Zheng Yi, Song Yuanbing, Wu Tingting, Chen Jing, Du Yu, Liu Hui, Wu Rong, Kuang Yi, Diao Xuehong
Department of Ultrasound, Shanghai General Hospital, Shanghai Jiao Tong University School of Medicine, Shanghai 200080, PR China (Y.Z., T.W., J.C., Y.D., R.W., Y.K., X.D.); Department of Radiology, Jiading Branch of Shanghai General Hospital, Shanghai Jiaotong University School of Medicine, Shanghai 201812, PR China (Y.Z.).
School of Health Science and Engineering, University of Shanghai for Science and Technology, Shanghai 200093, PR China (Y.S.).
Acad Radiol. 2025 Aug 1. doi: 10.1016/j.acra.2025.07.021.
This study aimed to evaluate the efficacy of a diagnostic model integrating intratumoral and peritumoral radiomic features based on contrast-enhanced ultrasound (CEUS) for differentiation between carcinoma in situ (CIS) and invasive breast carcinoma (IBC).
Consecutive cases confirmed by postoperative histopathological analysis were retrospectively gathered, comprising 143 cases of CIS from January 2018 to May 2024, and 186 cases of IBC from May 2022 to May 2024, totaling 322 patients with 329 lesion and complete preoperative CEUS imaging.
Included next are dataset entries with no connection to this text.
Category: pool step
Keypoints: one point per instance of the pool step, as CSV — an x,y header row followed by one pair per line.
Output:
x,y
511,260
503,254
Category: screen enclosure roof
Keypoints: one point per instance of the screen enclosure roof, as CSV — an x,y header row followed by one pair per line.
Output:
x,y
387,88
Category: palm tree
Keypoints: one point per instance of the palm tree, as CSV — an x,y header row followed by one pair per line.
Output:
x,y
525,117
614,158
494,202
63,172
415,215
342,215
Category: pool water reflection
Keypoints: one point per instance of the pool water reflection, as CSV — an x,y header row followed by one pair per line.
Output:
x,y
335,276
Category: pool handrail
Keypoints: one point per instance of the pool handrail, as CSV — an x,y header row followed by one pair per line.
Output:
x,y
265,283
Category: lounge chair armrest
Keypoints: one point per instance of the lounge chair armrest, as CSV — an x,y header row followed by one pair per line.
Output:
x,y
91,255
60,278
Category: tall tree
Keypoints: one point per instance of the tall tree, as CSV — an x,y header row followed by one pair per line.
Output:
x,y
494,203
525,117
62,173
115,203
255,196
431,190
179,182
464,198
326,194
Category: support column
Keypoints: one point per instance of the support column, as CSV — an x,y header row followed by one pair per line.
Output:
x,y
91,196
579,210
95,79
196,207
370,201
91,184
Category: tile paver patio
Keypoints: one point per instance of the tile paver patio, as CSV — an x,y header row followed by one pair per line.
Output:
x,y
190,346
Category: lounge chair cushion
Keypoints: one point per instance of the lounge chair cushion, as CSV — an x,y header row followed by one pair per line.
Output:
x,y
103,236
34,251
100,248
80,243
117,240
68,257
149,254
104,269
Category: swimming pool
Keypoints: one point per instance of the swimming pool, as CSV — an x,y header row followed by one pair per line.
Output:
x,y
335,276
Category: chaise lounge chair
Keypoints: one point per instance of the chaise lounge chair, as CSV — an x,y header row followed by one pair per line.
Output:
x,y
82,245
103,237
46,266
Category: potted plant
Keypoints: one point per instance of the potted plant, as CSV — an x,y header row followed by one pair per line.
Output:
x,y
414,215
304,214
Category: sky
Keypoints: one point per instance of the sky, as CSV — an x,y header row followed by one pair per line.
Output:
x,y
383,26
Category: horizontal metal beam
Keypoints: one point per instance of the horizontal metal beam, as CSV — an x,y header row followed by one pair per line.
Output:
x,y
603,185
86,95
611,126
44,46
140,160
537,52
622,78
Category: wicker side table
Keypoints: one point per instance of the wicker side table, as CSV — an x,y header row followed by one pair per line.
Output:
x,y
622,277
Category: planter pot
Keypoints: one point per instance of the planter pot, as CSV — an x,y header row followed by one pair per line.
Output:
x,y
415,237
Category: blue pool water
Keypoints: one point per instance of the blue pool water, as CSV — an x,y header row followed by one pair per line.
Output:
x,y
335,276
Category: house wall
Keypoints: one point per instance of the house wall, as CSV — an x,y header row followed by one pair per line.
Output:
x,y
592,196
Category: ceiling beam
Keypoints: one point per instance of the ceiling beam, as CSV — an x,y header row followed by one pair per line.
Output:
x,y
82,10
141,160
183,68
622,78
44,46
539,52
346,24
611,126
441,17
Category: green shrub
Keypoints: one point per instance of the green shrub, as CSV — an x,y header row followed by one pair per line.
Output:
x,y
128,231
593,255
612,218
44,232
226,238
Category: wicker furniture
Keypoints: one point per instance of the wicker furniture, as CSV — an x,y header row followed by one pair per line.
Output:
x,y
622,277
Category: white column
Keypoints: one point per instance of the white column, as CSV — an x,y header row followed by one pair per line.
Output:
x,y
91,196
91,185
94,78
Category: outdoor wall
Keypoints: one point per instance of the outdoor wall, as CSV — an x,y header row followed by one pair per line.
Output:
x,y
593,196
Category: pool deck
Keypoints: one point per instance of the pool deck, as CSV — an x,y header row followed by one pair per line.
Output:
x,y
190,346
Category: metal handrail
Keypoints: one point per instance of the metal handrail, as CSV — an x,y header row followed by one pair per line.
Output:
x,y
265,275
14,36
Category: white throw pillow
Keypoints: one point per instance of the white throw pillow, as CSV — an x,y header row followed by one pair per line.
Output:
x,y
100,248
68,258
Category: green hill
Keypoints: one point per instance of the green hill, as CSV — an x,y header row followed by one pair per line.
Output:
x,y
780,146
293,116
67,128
Intratumoral regions of interest (ROI) were defined in CEUS peak-phase images deferring gray-scale mode, while peritumoral ROI were defined by expanding 2 mm, 5 mm, and 8 mm beyond the tumor margin for radiomic features extraction. Statistical and machine learning techniques were employed for feature selection. Logistic regression classifier was utilized to construct radiomic models integrating intratumoral, peritumoral, and clinical features. Model performance was assessed using the area under the curve (AUC).
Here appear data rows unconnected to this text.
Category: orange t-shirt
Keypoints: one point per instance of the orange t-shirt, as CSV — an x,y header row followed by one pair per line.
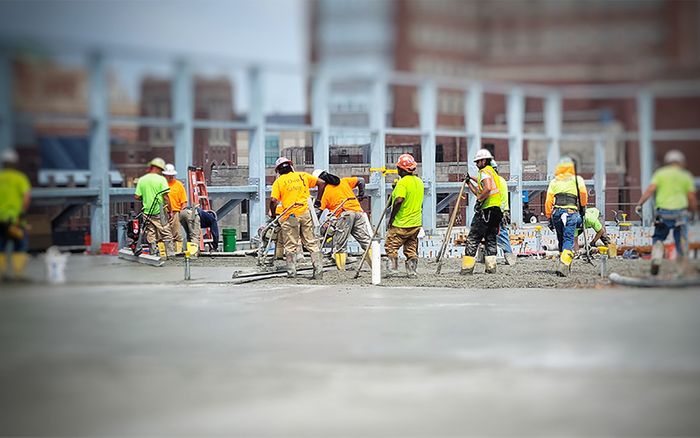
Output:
x,y
178,197
333,196
291,188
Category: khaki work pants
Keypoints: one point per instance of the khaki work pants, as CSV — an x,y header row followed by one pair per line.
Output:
x,y
355,224
189,219
299,229
398,237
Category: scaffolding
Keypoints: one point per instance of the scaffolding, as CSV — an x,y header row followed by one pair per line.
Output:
x,y
99,192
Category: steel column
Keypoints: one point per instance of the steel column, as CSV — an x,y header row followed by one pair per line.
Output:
x,y
473,119
98,107
516,113
183,113
600,176
6,120
645,119
377,122
552,128
256,149
320,120
428,122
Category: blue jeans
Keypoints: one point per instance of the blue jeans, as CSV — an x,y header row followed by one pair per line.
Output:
x,y
504,240
566,233
672,219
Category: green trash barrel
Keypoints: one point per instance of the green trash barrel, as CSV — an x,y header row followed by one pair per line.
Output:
x,y
229,237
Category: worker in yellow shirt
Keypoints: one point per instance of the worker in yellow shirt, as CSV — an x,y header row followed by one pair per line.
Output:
x,y
178,201
15,195
292,189
487,217
566,192
674,191
339,198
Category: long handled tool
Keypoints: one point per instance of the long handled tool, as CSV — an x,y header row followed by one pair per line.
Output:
x,y
582,212
448,234
374,235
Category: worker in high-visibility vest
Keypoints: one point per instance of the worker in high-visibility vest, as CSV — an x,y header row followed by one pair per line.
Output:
x,y
674,193
562,208
487,217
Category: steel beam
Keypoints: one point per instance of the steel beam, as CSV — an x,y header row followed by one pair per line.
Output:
x,y
516,116
377,122
428,123
98,108
599,178
645,119
320,119
7,140
552,128
183,111
473,120
256,148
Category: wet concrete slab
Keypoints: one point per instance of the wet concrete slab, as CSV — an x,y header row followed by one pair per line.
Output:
x,y
119,358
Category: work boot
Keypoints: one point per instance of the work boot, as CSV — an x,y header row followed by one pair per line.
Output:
x,y
392,266
19,264
411,266
490,264
317,261
291,265
657,255
468,263
567,256
340,259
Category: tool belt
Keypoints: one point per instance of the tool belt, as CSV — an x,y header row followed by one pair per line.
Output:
x,y
561,199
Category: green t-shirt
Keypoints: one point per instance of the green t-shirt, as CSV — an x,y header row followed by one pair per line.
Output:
x,y
13,186
151,188
591,219
673,184
409,187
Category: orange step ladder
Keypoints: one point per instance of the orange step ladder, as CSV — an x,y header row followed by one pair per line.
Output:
x,y
199,197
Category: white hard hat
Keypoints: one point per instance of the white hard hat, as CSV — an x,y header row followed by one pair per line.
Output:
x,y
9,156
169,170
483,154
674,156
282,160
157,162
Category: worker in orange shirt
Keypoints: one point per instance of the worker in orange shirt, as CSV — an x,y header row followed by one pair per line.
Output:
x,y
339,198
292,190
178,201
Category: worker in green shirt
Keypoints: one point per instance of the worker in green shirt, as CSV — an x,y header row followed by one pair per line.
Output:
x,y
674,191
15,195
406,217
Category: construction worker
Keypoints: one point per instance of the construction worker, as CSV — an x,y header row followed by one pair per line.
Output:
x,y
292,190
15,196
674,191
406,217
503,238
564,195
487,217
152,190
178,201
339,198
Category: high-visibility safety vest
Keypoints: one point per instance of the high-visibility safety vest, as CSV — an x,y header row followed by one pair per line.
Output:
x,y
564,191
494,199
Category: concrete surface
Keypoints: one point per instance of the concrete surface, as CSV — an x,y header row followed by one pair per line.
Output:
x,y
102,358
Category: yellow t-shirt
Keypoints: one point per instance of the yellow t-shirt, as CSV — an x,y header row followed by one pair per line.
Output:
x,y
293,188
333,196
178,196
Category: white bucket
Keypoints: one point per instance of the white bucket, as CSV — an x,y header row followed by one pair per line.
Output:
x,y
56,266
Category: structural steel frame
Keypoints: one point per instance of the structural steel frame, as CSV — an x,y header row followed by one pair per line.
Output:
x,y
99,193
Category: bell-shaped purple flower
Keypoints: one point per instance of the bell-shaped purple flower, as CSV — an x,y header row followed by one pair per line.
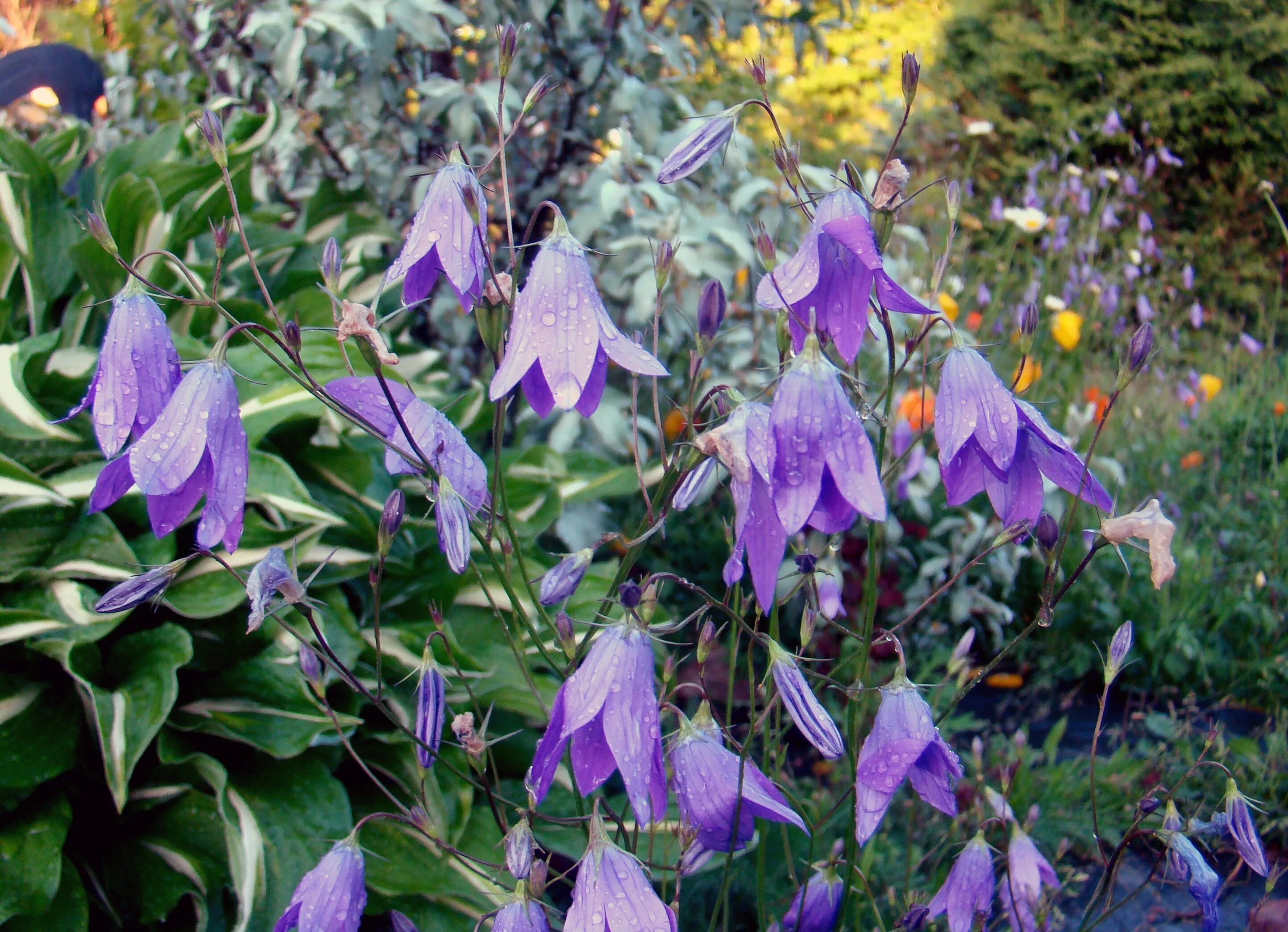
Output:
x,y
991,441
446,237
267,578
431,709
745,446
196,446
332,896
612,894
817,904
803,706
822,465
827,284
138,370
903,743
706,787
562,337
608,711
697,147
969,890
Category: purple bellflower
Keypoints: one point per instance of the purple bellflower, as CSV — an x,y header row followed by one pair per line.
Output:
x,y
991,441
612,894
562,337
745,446
829,283
446,237
431,709
608,711
196,446
822,465
270,577
706,783
969,889
332,896
817,904
803,706
903,743
697,149
138,370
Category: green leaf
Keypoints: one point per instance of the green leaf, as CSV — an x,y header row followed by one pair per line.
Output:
x,y
31,860
143,667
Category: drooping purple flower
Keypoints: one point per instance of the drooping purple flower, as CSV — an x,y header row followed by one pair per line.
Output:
x,y
562,337
903,743
803,706
270,577
431,709
196,446
138,590
817,904
991,441
829,282
706,787
137,373
563,578
1205,883
697,149
332,896
969,890
608,711
745,446
446,239
822,465
612,894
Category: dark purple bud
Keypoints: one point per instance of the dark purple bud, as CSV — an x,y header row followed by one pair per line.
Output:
x,y
711,310
518,850
138,590
563,578
1046,532
391,520
630,593
911,75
The model incorporating 5 mm peritumoral features with intratumoral and clinical data exhibited superior diagnostic performance, achieving AUCs of 0.927 and 0.911 in the training and test sets, respectively. It outperformed models based only on clinical features or other radiomic configurations, with the 5 mm peritumoral region proving most effective for lesions discrimination.
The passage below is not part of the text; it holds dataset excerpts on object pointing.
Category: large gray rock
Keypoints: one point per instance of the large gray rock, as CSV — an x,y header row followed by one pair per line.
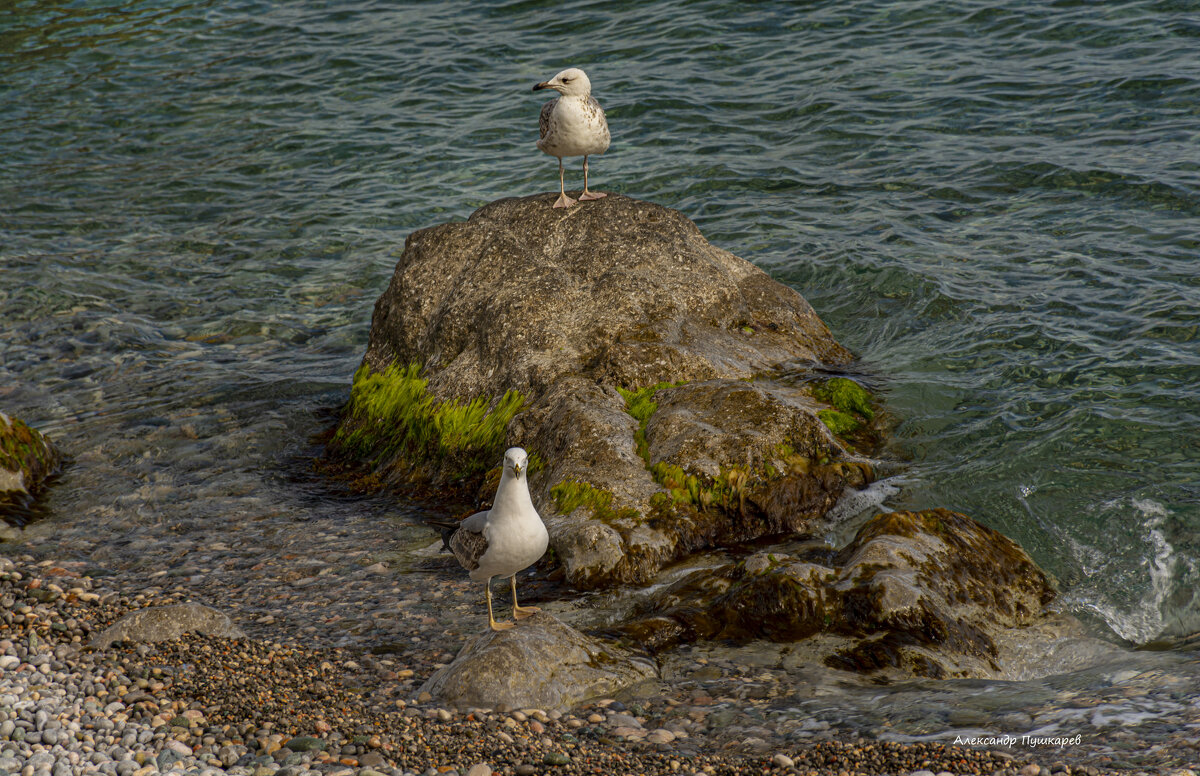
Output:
x,y
162,623
28,461
540,663
916,594
569,306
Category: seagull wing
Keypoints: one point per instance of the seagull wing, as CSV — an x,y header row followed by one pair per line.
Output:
x,y
468,543
544,119
599,118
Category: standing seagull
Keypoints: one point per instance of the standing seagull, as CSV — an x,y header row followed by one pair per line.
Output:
x,y
573,125
505,539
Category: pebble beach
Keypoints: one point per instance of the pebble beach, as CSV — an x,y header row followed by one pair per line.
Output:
x,y
259,708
This study highlights the significant potential of combined intratumoral and peritumoral CEUS radiomics for classifying CIS and IBC, with the integration of 5 mm peritumoral features notably enhancing diagnostic accuracy.
本研究旨在评估基于超声造影(CEUS)的整合瘤内和瘤周放射组学特征的诊断模型对原位癌(CIS)和浸润性乳腺癌(IBC)的鉴别诊断效能。
回顾性收集经术后组织病理学分析确诊的连续病例,包括2018年1月至2024年5月的143例CIS病例,以及2022年5月至2024年5月的186例IBC病例,共322例患者329个病灶且有完整的术前CEUS影像。在CEUS峰值期图像中采用灰阶模式定义瘤内感兴趣区(ROI),而瘤周ROI通过在肿瘤边缘外扩展2mm、5mm和8mm来定义以提取放射组学特征。采用统计和机器学习技术进行特征选择。利用逻辑回归分类器构建整合瘤内、瘤周和临床特征的放射组学模型。使用曲线下面积(AUC)评估模型性能。
整合瘤内和临床数据以及5mm瘤周特征的模型表现出卓越的诊断性能,在训练集和测试集中的AUC分别达到0.927和0.911。它优于仅基于临床特征或其他放射组学配置的模型,5mm瘤周区域对病灶鉴别最为有效。
本研究突出了联合瘤内和瘤周CEUS放射组学在CIS和IBC分类中的巨大潜力,整合5mm瘤周特征显著提高了诊断准确性。